«La hazaña no fue sólo mía, sin los pasajeros no le habríamos salvado»

Raúl- Conductor y «héroe» de la EMT

La del pasado jueves fue sin duda la noche más larga para Raúl, el conductor de la EMT que salvó la vida de un hombre al que tirotearon frente al autobús de la línea 118 que conducía por Carabanchel. «No he dormido casi nada, pero ha valido la pena por haberle salvado la vida a ese hombre», comentaba ayer, después de haber declarado ante la Policía lo sucedido en la calle General Ricardos.

Según relató, lo que parecía un día corriente se convirtió en casi una pesadilla cuando vio a un hombre que se tambaleaba por el carril bus por el que conducía su vehículo. «En un primer momento comencé a pitar para que se apartase y también para avisar a los conductores que pasaban por su lado, pero cuando estaba a pocos metros, ya casi parado, vi que se estaba sujetando el costado y sangraba mucho», recuerda Raúl.

Sin abandonar su puesto, el conductor volvió a usar la bocina con insistencia para alertar a la gente que iba por la calle y a los demás coches, porque el herido cruzó de lado a lado la calle General Ricardos. «Quería llamar la atención de la gente que iba por la acera y estaba sentada en unas terrazas cercanas, para que le auxiliasen», afirma. Entonces todo dio un vuelco, mientras trataba de avisar a los viandantes, Raúl observó cómo un hombre corría tras el herido. «Me asusté y les seguí en paralelo por el carril bus, mientras seguí pitando», señala.
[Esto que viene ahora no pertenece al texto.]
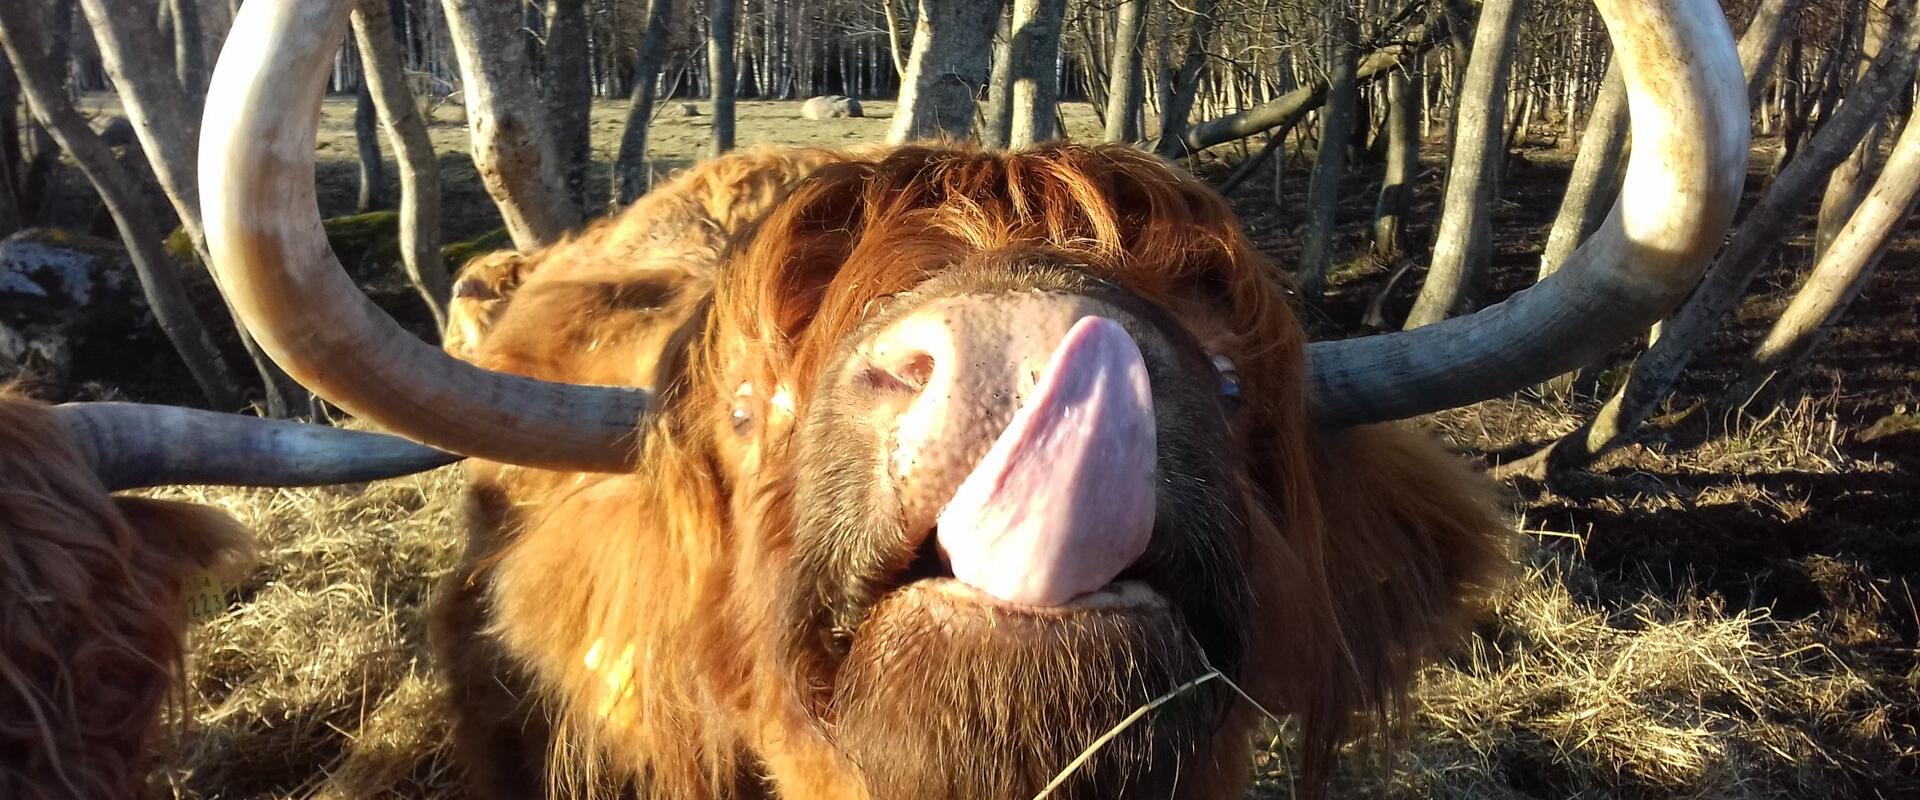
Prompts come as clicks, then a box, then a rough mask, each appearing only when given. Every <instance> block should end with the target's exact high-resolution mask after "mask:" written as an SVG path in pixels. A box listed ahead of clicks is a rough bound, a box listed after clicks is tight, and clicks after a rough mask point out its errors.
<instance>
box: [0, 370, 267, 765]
mask: <svg viewBox="0 0 1920 800" xmlns="http://www.w3.org/2000/svg"><path fill="white" fill-rule="evenodd" d="M246 547H248V545H246V537H244V531H242V529H240V528H238V524H236V522H232V520H230V518H227V516H223V514H219V512H215V510H211V508H200V506H188V505H179V503H163V501H146V499H131V497H109V495H108V493H106V489H104V487H102V485H100V482H98V480H96V478H94V474H92V470H90V468H88V466H86V462H84V460H83V459H81V455H79V451H75V449H73V445H71V441H69V439H67V437H65V430H63V428H61V426H60V422H56V420H54V416H52V414H48V411H46V407H42V405H36V403H31V401H25V399H21V397H15V395H10V393H6V391H4V389H0V796H4V798H19V800H38V798H75V800H79V798H134V796H144V794H146V767H148V760H150V752H148V750H150V746H152V739H154V733H156V729H157V727H159V719H161V706H163V702H167V698H169V696H173V693H175V691H177V687H179V685H177V679H179V675H180V654H182V647H184V643H182V639H184V635H186V599H184V597H182V591H184V583H186V577H188V576H192V574H194V572H196V570H204V568H209V566H215V564H217V562H225V560H230V558H236V556H238V554H242V553H246Z"/></svg>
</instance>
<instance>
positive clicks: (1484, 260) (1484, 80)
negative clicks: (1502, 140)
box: [1407, 0, 1524, 328]
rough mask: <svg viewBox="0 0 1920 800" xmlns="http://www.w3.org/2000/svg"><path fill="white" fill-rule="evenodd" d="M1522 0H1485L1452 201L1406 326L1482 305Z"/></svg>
mask: <svg viewBox="0 0 1920 800" xmlns="http://www.w3.org/2000/svg"><path fill="white" fill-rule="evenodd" d="M1523 17H1524V13H1523V0H1486V2H1484V4H1482V6H1480V23H1478V29H1476V33H1475V36H1473V58H1471V59H1469V63H1467V75H1465V81H1463V84H1461V92H1459V94H1461V96H1459V109H1457V121H1455V130H1453V163H1452V165H1450V167H1448V178H1446V205H1444V207H1442V209H1440V230H1438V234H1436V238H1434V257H1432V267H1430V269H1428V271H1427V284H1425V286H1421V295H1419V299H1417V301H1415V303H1413V311H1409V313H1407V328H1419V326H1423V324H1434V322H1440V320H1444V318H1448V317H1453V315H1457V313H1461V311H1467V309H1469V307H1473V305H1475V301H1476V294H1478V284H1480V282H1482V276H1484V272H1486V261H1488V257H1490V255H1492V246H1494V242H1492V240H1494V232H1492V215H1494V213H1492V203H1494V201H1496V200H1498V192H1496V190H1494V186H1496V184H1498V182H1500V165H1501V153H1505V148H1503V142H1501V138H1500V134H1501V123H1505V119H1507V113H1505V104H1507V73H1509V69H1511V65H1513V46H1515V33H1517V29H1519V21H1521V19H1523Z"/></svg>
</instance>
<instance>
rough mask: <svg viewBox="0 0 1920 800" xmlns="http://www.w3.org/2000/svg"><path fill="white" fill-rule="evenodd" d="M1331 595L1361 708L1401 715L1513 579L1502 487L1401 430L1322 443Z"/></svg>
mask: <svg viewBox="0 0 1920 800" xmlns="http://www.w3.org/2000/svg"><path fill="white" fill-rule="evenodd" d="M1317 474H1319V476H1321V478H1323V480H1319V482H1317V491H1319V506H1321V520H1323V526H1325V528H1323V547H1325V570H1327V585H1329V589H1331V599H1332V606H1334V616H1336V620H1338V625H1340V633H1338V635H1340V639H1344V643H1346V650H1348V652H1350V658H1352V662H1354V664H1352V666H1350V668H1352V670H1354V677H1356V679H1357V681H1359V685H1357V687H1354V689H1357V691H1359V696H1363V698H1369V700H1371V702H1369V704H1373V706H1377V708H1379V706H1392V704H1394V702H1396V700H1398V698H1402V696H1404V693H1405V689H1407V685H1409V683H1411V679H1413V673H1415V671H1417V670H1419V668H1421V664H1425V662H1428V660H1430V658H1434V656H1438V654H1442V652H1444V650H1446V648H1448V647H1450V645H1452V643H1453V641H1457V637H1459V635H1461V633H1463V629H1465V625H1467V624H1471V622H1473V618H1475V614H1476V612H1478V608H1480V602H1478V600H1480V599H1482V597H1484V595H1486V591H1488V589H1490V587H1496V585H1498V583H1500V581H1501V579H1503V577H1505V576H1507V574H1509V572H1511V568H1513V554H1511V541H1513V539H1511V533H1509V531H1511V526H1509V524H1507V520H1505V512H1503V501H1501V497H1500V491H1498V489H1496V483H1494V482H1492V480H1488V478H1486V476H1484V474H1480V472H1478V470H1475V468H1473V464H1469V462H1467V460H1463V459H1459V457H1455V455H1452V453H1448V451H1446V449H1442V447H1440V443H1438V441H1434V439H1432V437H1430V435H1427V434H1421V432H1413V430H1407V428H1400V426H1363V428H1350V430H1340V432H1327V434H1321V447H1319V453H1317Z"/></svg>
Por suerte, la maniobra del conductor de acompañar el trayecto del herido surtió efecto y el hombre se acercó hacia el autobús buscando refugio. «La verdad es que no lo pensé cuando abrí las puertas, porque mientras el herido iba hacia la delantera, el que le perseguía fue hacia la de detrás y, según me contaron los pasajeros, llevaba una pistola», cuenta el conductor, que logró cerrar la puerta cuando el agresor estaba a unos centímetros de subir al vehículo. «Aceleré para alejarme e intenté parar antes de Marqués de Vadillo, pero un chaval se acercó a la puerta y me dijo que siguiese, que el otro hombre nos estaba persiguiendo y había disparado hacia el autobús», explica, todavía estremecido al recordar la tensión de ese momento.

Con el objetivo de llegar como fuese a la glorieta de Marqués de Vadillo, donde suele haber muy a menudo presencia policial, Raúl prácticamente cruzó de lado a lado la plaza, siempre con la bocina sonando para advertir a los coches de la maniobra peligrosa que estaba realizando. «Al llegar a la glorieta eché un vistazo y al final localicé a dos agentes de Movilidad junto a una sucursal de Bankia y para allí que me lancé», relata.

Ya en manos de los agentes, Raúl pudo hablar con el 112 mientras un pasajero le daba una rápida descripción a la Policía del agresor, que había huido por la calle Vicente Parra. «Sin los pasajeros ese hombre no habría sobrevivido –asegura el conductor–, porque ellos se ocuparon de taponarle la herida con un papel que les alcancé, le dieron aire porque se desvanecía, le calmaron mientras él gritaba que hicieran una foto al que le había disparado y me tranquilizaron a mí mientras hablaban con los servicios de Emergencia». Para Raúl, quizás el mérito del rescate fue suyo, pero sin la colaboración de los pasajeros no le habrían salvado la vida.